Equity shares are ordinary stocks or shares that are categorized as an investable security conferred by the respective companies to the masses. To simplify the pathway for the companies and give their shareholders an orderly exit, the National Company Law Tribunal has proposed a scheme.
The Mumbai Bench of the Tribunal has passed on a scheme offering the effective conversion of equity shares to preference shares. As per the report published in The Hindu Business Line, the Tribunal believed that the conversion of equity shares into preference shares could not be critically forbidden as stated by the Registrar of Companies (ROC).
This piece discusses the method to convert equity shares into preference shares. Click here to know more.
Equity shares vs Preference shares
Before decoding the means to convert equity shares into preference shares, it is important to understand the difference between them. The primary difference is that preference shares are entitled to the preferential rights of the company while repayment of capital or payment of dividend; however, equity does not enjoy this privilege as they are the real owners of the company.
- The dividend rate of preference shares cannot be changed or converted, however the dividend rate keeps fluctuating in equity share capital.
- Preference shareholders do not enjoy any voting rights while equity shareholders, being the controllers, enjoy voting rights.
- Since preference shareholders do not hold any rights to vote, they do not participate in the management too. Therefore the shareholders upholding equity shares bear the maximum risk.
Assurance by the Tribunal
The Tribunal discussed the suggestions of the company and proposed a conclusion that whenever shares of the first party are converted to the other, the paid-up capital remains unaltered.

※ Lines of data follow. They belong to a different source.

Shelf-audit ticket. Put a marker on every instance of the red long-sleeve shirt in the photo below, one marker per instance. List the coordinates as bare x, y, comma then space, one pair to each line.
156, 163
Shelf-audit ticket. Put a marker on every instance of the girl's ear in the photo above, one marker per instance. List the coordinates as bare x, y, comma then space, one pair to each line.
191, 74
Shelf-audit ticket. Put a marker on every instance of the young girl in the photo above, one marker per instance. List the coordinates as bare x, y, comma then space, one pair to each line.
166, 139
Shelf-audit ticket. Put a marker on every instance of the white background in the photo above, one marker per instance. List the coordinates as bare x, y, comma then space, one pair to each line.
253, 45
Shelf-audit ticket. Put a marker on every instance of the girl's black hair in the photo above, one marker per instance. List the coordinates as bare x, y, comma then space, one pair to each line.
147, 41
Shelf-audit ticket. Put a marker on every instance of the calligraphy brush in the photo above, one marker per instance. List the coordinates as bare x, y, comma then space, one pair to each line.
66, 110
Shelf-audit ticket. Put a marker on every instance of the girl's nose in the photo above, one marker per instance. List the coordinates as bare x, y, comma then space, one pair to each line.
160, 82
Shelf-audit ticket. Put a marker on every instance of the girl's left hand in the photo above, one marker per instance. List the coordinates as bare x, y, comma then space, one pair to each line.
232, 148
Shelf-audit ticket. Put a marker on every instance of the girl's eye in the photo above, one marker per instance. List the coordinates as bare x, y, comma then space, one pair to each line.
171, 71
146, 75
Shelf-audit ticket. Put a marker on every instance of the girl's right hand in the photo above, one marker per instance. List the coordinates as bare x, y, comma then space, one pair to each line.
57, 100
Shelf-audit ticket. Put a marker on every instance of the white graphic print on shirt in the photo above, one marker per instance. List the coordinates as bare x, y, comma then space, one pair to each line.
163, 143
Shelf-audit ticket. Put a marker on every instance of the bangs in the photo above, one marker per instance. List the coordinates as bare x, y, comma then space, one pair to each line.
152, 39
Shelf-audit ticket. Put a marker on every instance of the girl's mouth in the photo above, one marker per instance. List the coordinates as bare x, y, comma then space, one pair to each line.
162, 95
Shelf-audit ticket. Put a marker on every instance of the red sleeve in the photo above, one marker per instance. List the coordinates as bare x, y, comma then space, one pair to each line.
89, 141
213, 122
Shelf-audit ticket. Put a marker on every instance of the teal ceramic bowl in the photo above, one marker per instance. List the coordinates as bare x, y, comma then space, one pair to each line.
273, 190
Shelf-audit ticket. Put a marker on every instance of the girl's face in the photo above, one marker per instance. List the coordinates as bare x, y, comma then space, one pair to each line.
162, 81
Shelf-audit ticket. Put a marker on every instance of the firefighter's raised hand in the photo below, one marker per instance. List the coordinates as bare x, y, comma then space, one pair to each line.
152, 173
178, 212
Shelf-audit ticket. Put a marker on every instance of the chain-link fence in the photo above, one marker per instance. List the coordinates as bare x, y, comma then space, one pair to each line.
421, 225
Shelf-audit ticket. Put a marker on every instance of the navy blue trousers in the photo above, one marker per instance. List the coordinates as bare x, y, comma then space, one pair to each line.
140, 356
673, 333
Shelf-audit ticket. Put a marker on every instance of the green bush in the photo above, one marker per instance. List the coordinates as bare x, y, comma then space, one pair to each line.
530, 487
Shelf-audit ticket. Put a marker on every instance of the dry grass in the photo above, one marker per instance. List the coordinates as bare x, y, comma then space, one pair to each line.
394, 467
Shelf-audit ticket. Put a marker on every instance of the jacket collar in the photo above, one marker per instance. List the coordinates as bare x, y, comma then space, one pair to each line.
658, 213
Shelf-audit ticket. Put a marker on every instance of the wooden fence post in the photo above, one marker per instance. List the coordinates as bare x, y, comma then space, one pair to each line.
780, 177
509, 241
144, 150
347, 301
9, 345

So in order to convert the equity shares to preference shares, the change should not distort the paid-up capital and subscribed capital.
Since the law of the land does not endorse such conversion, the Tribunal said that any interested person that also includes a minority shareholder is eligible to appeal to the Tribunal related to this matter for any necessary directions.
The shareholders holding equity shares cannot directly convert into preference shares. Since this is a permanent capital, you will first have to reduce its value by reissuing it as a preference share and then own it. The equity cannot be converted entirely into a preference but can be issued through the buy-back.
Section 45 of the Indian Income Tax Act, 1961 is concerned with the taxable capital gains incurred from capital assets in the past financial year. To decipher this act in simpler terms, the income earned from the shift of capital assets is a capital gain and thereby subjected to tax.
Preference shares are ephemeral in nature. Due to which there might be a possible issue involved in conjunction to Section 45 of the IT Act. If you want to convert equity shares into preference shares and try to redeem the amount, you might face a loophole in the process. The gain will be subjected to the rule stated by Section 45 and there won’t be any capital left with the company.
According to Section 43 of CA 2013 observes equity and preference at the same pedestal in the company’s share capital. When the equity shares are converted into preference shares the subscription value and paid-up capital do not witness any further alteration. However, the nomenclature changes.
Equity shares and preference shares are the core elements in a business to generate funds. The conversion of equity shares into preference shares is not yet followed in complete force, however, with new provisions coming up, shareholders can seek the Tribunal for further assistance.